On Sustainable Ring-based Anonymous Systems
Sherman S. M. Chow, Christoph Egger, Russell W. F. Lai, Viktoria Ronge, Ivy K. Y. Woo
Abstract:
Anonymous systems (e.g. anonymous cryptocurrencies and updatable anonymous credentials) often follow a
construction template where an account can only perform a single anonymous action, which in turn potentially
spawns new (and still single-use) accounts (e.g. UTXO with a balance to spend or session with a score to claim).
Due to the anonymous nature of the action, no party can be sure which account has taken part in an action and,
therefore, must maintain an ever-growing list of potentially unused accounts to ensure that the system keeps
running correctly. Consequently, anonymous systems constructed based on this common template are seemingly not
sustainable.
In this work, we study the sustainability of ring-based anonymous systems, where a user performing an anonymous
action is hidden within a set of decoy users, traditionally called a ``ring''.
On the positive side, we propose a general technique for ring-based anonymous systems to achieve sustainability.
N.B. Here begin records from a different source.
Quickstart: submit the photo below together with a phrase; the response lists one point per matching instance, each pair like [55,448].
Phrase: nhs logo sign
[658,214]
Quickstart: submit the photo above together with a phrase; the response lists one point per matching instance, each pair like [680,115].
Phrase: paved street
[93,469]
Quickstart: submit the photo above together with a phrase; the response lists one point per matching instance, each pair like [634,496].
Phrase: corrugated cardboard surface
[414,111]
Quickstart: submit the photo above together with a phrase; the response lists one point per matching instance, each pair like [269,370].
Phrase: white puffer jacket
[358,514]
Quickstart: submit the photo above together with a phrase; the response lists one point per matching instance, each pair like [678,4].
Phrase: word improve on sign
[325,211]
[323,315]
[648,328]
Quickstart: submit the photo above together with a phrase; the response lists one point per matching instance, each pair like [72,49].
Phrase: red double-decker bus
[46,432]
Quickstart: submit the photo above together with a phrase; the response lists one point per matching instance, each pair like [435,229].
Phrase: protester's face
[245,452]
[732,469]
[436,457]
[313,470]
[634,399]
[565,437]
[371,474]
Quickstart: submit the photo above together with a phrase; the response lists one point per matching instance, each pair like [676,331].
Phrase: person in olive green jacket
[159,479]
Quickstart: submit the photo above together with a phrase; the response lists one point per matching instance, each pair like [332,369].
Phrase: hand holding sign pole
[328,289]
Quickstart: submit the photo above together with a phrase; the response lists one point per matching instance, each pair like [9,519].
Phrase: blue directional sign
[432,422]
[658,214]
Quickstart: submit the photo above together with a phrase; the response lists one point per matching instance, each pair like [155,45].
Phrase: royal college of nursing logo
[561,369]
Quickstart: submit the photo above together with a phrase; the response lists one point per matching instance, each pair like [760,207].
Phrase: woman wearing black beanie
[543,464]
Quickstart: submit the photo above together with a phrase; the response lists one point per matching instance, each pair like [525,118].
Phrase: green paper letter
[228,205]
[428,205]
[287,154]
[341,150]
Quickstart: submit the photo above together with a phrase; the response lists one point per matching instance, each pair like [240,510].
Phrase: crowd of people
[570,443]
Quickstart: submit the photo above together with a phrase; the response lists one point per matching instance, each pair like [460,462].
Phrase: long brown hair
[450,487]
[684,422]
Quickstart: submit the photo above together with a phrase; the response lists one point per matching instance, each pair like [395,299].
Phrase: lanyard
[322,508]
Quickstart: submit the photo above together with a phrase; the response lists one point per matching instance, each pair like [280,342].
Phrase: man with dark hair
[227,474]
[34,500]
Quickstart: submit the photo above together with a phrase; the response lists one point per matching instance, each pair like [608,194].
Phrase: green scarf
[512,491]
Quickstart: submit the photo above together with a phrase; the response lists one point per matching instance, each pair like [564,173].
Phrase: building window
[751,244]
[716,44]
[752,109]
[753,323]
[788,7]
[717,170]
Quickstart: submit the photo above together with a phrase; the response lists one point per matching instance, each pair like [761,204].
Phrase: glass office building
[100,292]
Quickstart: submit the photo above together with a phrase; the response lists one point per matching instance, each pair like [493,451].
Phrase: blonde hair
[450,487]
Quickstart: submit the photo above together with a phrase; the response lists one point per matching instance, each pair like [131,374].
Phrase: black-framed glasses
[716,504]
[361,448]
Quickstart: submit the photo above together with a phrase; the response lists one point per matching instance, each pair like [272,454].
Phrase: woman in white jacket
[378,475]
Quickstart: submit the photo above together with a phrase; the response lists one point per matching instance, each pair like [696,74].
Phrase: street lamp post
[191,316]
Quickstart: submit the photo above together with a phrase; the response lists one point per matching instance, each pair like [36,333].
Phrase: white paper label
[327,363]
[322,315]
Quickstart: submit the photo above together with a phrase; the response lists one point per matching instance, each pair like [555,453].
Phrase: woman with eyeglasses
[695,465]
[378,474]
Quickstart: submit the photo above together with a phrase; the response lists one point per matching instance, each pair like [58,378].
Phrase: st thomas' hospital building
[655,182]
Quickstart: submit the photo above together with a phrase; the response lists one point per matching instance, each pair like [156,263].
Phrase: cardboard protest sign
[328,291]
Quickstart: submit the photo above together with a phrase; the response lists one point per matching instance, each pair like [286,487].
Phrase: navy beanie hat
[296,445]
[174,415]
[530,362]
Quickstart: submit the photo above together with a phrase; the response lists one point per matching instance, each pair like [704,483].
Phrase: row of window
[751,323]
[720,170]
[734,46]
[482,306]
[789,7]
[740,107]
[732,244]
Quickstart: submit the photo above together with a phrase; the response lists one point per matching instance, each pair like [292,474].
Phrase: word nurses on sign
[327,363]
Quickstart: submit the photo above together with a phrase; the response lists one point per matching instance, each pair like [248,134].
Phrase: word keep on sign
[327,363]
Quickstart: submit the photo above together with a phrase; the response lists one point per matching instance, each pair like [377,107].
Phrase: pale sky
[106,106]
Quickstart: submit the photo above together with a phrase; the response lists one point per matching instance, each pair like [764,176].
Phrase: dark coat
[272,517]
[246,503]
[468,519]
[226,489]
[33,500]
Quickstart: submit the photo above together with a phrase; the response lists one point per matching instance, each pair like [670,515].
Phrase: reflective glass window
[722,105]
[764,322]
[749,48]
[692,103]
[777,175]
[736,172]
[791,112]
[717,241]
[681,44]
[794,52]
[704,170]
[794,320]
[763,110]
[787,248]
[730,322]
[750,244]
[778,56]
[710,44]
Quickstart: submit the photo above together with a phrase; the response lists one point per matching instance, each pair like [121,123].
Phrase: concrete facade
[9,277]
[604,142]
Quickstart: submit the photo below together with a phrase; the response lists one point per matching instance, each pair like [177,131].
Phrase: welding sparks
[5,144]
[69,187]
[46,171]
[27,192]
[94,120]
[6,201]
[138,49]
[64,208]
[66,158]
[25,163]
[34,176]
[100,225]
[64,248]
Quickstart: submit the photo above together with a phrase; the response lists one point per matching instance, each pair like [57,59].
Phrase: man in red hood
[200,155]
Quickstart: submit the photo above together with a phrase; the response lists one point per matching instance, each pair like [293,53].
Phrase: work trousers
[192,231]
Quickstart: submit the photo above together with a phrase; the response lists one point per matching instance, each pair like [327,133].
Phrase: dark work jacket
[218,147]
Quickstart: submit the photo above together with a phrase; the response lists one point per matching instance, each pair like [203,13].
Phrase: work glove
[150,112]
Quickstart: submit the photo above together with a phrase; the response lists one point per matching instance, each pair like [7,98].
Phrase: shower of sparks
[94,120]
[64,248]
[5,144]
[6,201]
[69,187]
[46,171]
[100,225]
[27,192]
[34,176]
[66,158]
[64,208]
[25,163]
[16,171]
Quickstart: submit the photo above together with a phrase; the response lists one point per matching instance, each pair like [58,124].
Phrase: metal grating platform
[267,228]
Along the way, we define a general model of decentralised anonymous systems (DAS) for arbitrary anonymous actions,
and provide a generic construction which provably achieves sustainability. As a special case, we obtain the first
construction of anonymous cryptocurrencies achieving sustainability without compromising availability. We also
demonstrate the generality of our model by constructing sustainable decentralised anonymous social networks.
On the negative side, we show empirically that Monero, one of the most popular anonymous cryptocurrencies, is
unlikely to be sustainable without altering its current ring sampling strategy. The main subroutine is a
sub-quadratic-time algorithm for detecting used accounts in a ring-based anonymous system.